Question au Gouvernement n° 2120 :
accord avec le Mercosur

15e Législature

Question de : M. Thierry Benoit
Ille-et-Vilaine (6e circonscription) - UDI et Indépendants

Question posée en séance, et publiée le 3 juillet 2019


ACCORD AVEC LE MERCOSUR

M. le président. La parole est à M. Thierry Benoit.

M. Thierry Benoit. Monsieur le ministre de l'agriculture et de l'alimentation, je voudrais revenir sur l'accord commercial avec le Mercosur pour l'aborder sous l'angle agricole, et plus précisément sous celui des politiques de filières de l'industrie agroalimentaire.

Cet accord a été qualifié de « bon à ce stade » par le Président de la République.

M. Jean-Paul Lecoq. Quelle mauvaise analyse ! On sait qu'il est mauvais !

M. Thierry Benoit. Cela signifie que l'affaire n'est pas terminée – c'est tout du moins ce que je pressens. Pour ma part, monsieur le ministre, je veux dénoncer ses conditions : signer ce type d'accord, pour une Commission européenne qui arrive au terme de son mandat et en plein Brexit, c'est une honte ! Je le dis tout simplement, c'est une honte ! (Applaudissements sur les bancs du groupe UDI-I, ainsi que sur plusieurs bancs des groupes LR, SOC, GDR et FI.)

M. Pierre Cordier. C'est scandaleux !

M. Thierry Benoit. En disant cela, monsieur le ministre de l'agriculture, je ne vous attaque pas ; je n'attaque pas non plus le Gouvernement.

Prenons un exemple concret : je suis député de Bretagne et voudrais vous parler de la filière volaille qui est développée dans l'Ouest. Ses acteurs font, notamment en Bretagne, des efforts pour la structurer et l'orienter vers l'excellence et la haute qualité nutritionnelle.

900 000 tonnes de poulet sont aujourd'hui importées ; les Anglais en consomment 400 000 tonnes. Or ils vont quitter l'Union européenne. Pourtant, l'accord avec le Mercosur prévoit 180 000 tonnes d'importations supplémentaires : on va donc fragiliser, pour ne parler que de celle-ci, la filière volaille ! (Applaudissements sur les bancs du groupe UDI-I, ainsi que sur quelques bancs des groupes LT, LR et GDR et parmi les députés non inscrits.)

Il faut donc, monsieur le ministre, intervenir au plus haut niveau. Les Brésiliens n'exportent pas vers les États-Unis, parce que ceux-ci ne veulent pas de poulet brésilien. Pourquoi ce qui n'est pas bon pour l'Amérique le serait-il pour l'Europe ?

On ne peut pas rester dans cette situation : monsieur le ministre, vous devez, avec le Président de la République, pousser tous les feux pour dénoncer cet accord et pour qu'il soit renégocié ! (Applaudissements sur les bancs du groupe UDI-I, ainsi que sur plusieurs bancs des groupes LT et LR et parmi les députés non inscrits.)
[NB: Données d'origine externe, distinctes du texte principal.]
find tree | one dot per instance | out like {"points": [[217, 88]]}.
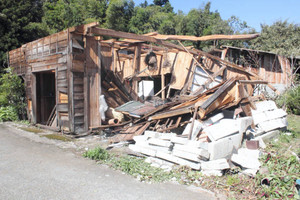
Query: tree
{"points": [[281, 38], [118, 14], [61, 14], [12, 92], [152, 18], [160, 2], [19, 24]]}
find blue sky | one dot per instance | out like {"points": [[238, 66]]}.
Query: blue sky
{"points": [[254, 12]]}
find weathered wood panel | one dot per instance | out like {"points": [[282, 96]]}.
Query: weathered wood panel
{"points": [[93, 80]]}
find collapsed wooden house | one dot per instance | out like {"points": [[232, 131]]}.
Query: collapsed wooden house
{"points": [[276, 69], [66, 73]]}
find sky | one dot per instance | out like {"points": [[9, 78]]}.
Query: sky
{"points": [[254, 12]]}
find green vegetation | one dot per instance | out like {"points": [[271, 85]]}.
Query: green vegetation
{"points": [[8, 113], [128, 164], [32, 129], [12, 105], [97, 154], [27, 20], [279, 161], [290, 100], [57, 137]]}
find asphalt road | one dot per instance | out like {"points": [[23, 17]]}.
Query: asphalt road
{"points": [[34, 169]]}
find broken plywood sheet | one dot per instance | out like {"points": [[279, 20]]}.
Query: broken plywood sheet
{"points": [[200, 78]]}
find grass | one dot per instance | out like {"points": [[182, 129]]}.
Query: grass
{"points": [[32, 129], [130, 165], [57, 137], [294, 124], [279, 160]]}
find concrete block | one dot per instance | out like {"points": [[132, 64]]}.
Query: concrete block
{"points": [[273, 124], [179, 140], [158, 161], [212, 172], [140, 138], [143, 150], [244, 123], [214, 119], [159, 142], [250, 172], [202, 154], [268, 136], [224, 147], [246, 158], [180, 161], [163, 136], [268, 115], [223, 128], [265, 105], [186, 155], [197, 144], [196, 129], [219, 164]]}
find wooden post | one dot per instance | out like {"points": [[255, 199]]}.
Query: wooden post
{"points": [[99, 72], [33, 98], [196, 61], [136, 64], [163, 93]]}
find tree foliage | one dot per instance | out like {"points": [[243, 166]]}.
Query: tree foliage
{"points": [[281, 38], [118, 14], [19, 24], [26, 20], [12, 101]]}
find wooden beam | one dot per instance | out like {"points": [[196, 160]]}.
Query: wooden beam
{"points": [[120, 34], [196, 61], [83, 28], [207, 37], [253, 82]]}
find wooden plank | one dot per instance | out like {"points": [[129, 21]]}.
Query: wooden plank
{"points": [[253, 81], [33, 98], [120, 34], [207, 37], [62, 107]]}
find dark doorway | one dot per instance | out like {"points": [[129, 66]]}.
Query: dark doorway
{"points": [[45, 95]]}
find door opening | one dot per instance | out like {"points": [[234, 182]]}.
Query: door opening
{"points": [[45, 95]]}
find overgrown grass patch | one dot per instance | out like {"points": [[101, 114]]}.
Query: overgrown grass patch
{"points": [[130, 165], [57, 137], [280, 160], [31, 129]]}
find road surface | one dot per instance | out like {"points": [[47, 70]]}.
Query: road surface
{"points": [[32, 169]]}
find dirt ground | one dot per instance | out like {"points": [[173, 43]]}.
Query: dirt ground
{"points": [[35, 167]]}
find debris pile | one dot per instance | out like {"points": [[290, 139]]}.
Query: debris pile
{"points": [[204, 132]]}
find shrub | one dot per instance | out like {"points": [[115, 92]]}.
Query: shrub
{"points": [[12, 96], [8, 113], [97, 154], [290, 100]]}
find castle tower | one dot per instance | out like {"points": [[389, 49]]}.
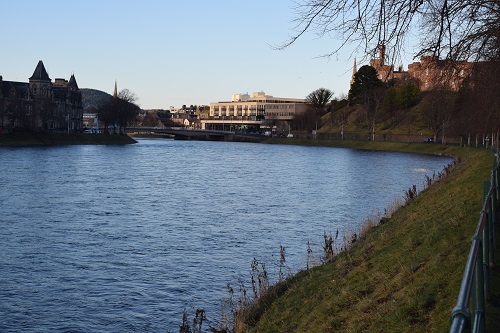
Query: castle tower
{"points": [[40, 84], [354, 71], [381, 50], [72, 83]]}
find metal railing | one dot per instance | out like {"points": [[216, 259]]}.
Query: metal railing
{"points": [[469, 313]]}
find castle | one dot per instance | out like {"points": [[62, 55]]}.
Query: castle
{"points": [[429, 74], [40, 104]]}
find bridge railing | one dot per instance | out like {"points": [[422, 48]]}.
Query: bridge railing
{"points": [[469, 312]]}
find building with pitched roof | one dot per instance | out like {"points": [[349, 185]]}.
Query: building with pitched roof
{"points": [[40, 104]]}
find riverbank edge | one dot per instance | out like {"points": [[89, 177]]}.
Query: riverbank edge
{"points": [[290, 308], [33, 139]]}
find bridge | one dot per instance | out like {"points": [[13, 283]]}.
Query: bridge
{"points": [[193, 134]]}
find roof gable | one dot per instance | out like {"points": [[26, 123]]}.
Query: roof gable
{"points": [[40, 73]]}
M. le président. La parole est à M. le ministre de l'agriculture et de l'alimentation. (Exclamations sur les bancs du groupe LR.)

M. Thibault Bazin. Fossoyeur de l'agriculture !

M. Didier Guillaume, ministre de l'agriculture et de l'alimentation. Mesdames et messieurs les députés, je vous remercie pour votre accueil très chaleureux ! Monsieur le député, je vous remercie pour votre question.

Il n'y aura pas d'accord à n'importe quel prix, et l'histoire n'est pas terminée – vous l'avez dit et je vous remercie de l'avoir rappelé.

C'est, je le crois, très important : nous devons encore, mesdames et messieurs les députés, faire preuve de prudence, car nous parlons d'un texte qu'aucun d'entre nous n'a eu entre les mains ou lu.

M. Pierre-Henri Dumont. Le Gouvernement ne l'a pas eu ?

M. Didier Guillaume, ministre . Nous parlons d'un accord conclu par la Commission européenne sortante et que personne n'a eu entre les mains. (Applaudissements sur les bancs des groupes LaREM et MODEM - Exclamations sur les bancs des groupes UDI-I, LR, GDR et SOC.)

Soyons donc prudents. Comme l'ont dit le ministre de l'Europe et des affaires étrangères et le secrétaire d'État, attendons de savoir ce qu'il y a exactement dans ce texte.

M. Sébastien Jumel. Le Président de la République l'a signé !

M. David Habib. C'est incroyable !

M. Didier Guillaume, ministre . Mesdames et messieurs les députés, le Gouvernement tout entier, et moi-même en particulier, serons vigilants : je ne serai pas le ministre qui aura sacrifié l'agriculture française sur l'autel d'un accord international ! (Applaudissements sur les bancs des groupes LaREM et MODEM.)

Vous pouvez faire des moulinets avec les bras et tout ce que vous voulez : aujourd'hui, une majorité de l'Union européenne a voulu signer un accord, et vous le ratifierez ou non ! (Applaudissements sur quelques bancs du groupe LaREM.)

M. Christian Hutin. Évidemment, vous n'en avez pas parlé pendant la campagne !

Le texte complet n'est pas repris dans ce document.